Walter did yo realy go Ohhhh?

Yigal Chripun yigal100 at gmail.com
Thu Jun 19 14:51:21 PDT 2008


Georg Wrede wrote:
> Yigal Chripun wrote:
>> could you explain please why there's a need for a sandbox in the
>> first-place?
> 
> OS security protects the system and the other users from you.
> 
> A sandbox protects you yourself from code that's run "as you".
> 
> (That is, protects your files, etc.)

I disagree. OS security can and does protect the user's files from code
that's run "as the user" <-this is a bad concept.
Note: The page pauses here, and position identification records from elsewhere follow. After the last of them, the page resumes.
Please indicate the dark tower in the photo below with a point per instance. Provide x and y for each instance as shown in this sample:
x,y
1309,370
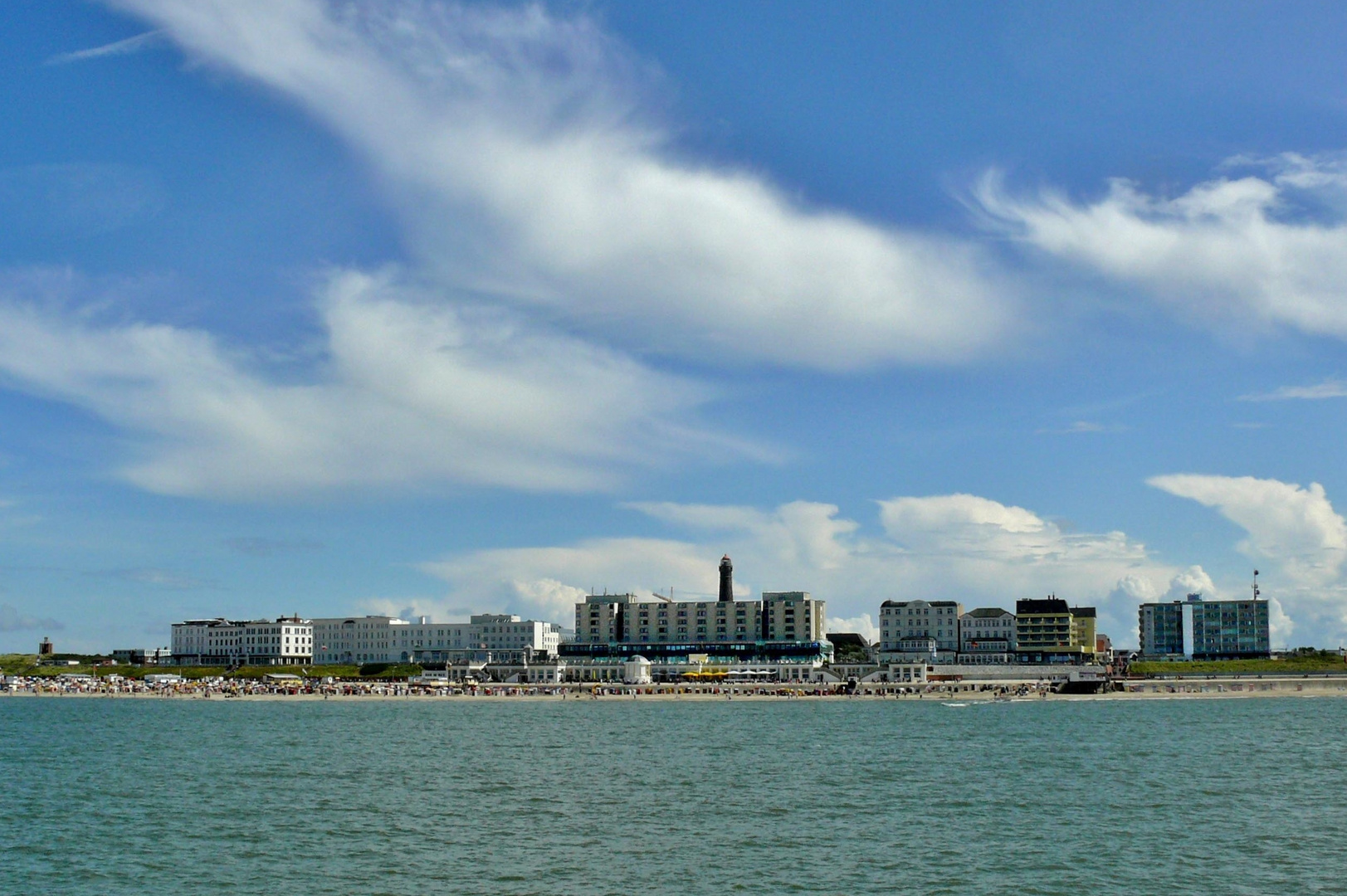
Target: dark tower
x,y
726,578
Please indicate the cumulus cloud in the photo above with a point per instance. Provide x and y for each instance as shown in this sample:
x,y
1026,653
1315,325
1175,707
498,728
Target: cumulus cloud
x,y
406,391
961,548
1266,248
1292,526
11,620
516,147
1297,538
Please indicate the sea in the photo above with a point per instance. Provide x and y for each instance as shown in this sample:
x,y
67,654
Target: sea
x,y
620,796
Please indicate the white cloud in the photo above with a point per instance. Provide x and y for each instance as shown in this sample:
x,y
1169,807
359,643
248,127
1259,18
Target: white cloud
x,y
514,143
1297,539
1295,527
1327,390
1254,250
950,548
115,49
862,626
407,391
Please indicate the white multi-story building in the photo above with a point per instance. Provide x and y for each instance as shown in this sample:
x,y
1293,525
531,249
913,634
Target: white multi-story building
x,y
287,640
625,619
986,635
905,626
385,639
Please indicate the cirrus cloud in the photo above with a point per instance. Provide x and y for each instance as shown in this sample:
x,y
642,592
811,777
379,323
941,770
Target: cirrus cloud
x,y
406,391
961,548
515,144
1266,248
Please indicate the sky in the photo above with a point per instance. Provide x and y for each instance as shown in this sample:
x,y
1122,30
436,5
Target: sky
x,y
437,309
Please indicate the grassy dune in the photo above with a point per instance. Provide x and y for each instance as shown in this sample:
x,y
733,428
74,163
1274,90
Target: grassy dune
x,y
1321,662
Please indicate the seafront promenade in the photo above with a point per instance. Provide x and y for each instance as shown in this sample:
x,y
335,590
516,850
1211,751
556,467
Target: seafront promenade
x,y
244,690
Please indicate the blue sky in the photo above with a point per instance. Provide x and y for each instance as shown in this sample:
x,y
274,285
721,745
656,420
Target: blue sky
x,y
434,309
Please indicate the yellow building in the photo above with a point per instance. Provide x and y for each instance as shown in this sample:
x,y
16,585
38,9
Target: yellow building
x,y
1048,631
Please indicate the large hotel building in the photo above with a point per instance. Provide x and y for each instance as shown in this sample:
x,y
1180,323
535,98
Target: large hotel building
x,y
1204,630
780,626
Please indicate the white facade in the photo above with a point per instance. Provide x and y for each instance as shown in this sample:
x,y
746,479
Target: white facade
x,y
986,635
905,620
625,619
387,639
220,641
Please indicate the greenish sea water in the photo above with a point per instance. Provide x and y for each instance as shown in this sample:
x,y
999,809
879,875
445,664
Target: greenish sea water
x,y
672,796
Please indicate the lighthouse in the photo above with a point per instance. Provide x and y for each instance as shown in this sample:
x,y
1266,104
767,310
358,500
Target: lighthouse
x,y
726,578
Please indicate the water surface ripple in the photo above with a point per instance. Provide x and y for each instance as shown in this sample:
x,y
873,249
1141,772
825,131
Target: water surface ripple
x,y
613,796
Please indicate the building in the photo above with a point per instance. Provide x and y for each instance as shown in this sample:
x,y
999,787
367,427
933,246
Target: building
x,y
1204,630
986,635
286,640
499,637
1048,631
782,624
1230,630
920,628
1160,631
143,655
current OSes use ACLs (windows, linux, etc..) and there's nothing
stopping you from defining a file to be read only, or non-executable to
protect data, and the current practice is to define "users" for deamons
in order to protect data. that's why apache runs with user www-data with
 its own ACL rules. you can achieve perfect security with this scheme if
you invest enough time to create a separate "user" for each process.
as an example, I can run my browser as a different limited user or use a
browser which runs inside a sandbox. I can get the same protection from
both but the sandbox solution has more overhead.

it's easy to see all the problems with manually defining ACLs.
Newer OSes based on the concept of "capabilities" remove all those
problems. such OSes give processes defined capabilities unrelated to any
concept of a user (the concept of users is defined on top of the
capabilities mechanism).
Capabilities are basically the same as OOP - simplified example:
currently OSes are written in a procedural way, there are global data
structures and global system calls. i.e. you print to screen via
Stdout(text); in D which just calls in the end the appropriate syscall.
in a capabilities based OS, there is no such global syscalls/functions.
you need to hold an output instance (a handle in the OS - a Capability)
in order to call its print method. only if the process has that instance
it can print to the screen. security is implemented via the explicit
passing of such instances. so if the program received an output
instance, it received the right to print to the screen.

No sandboxes/VMs/any other emulation layer is needed.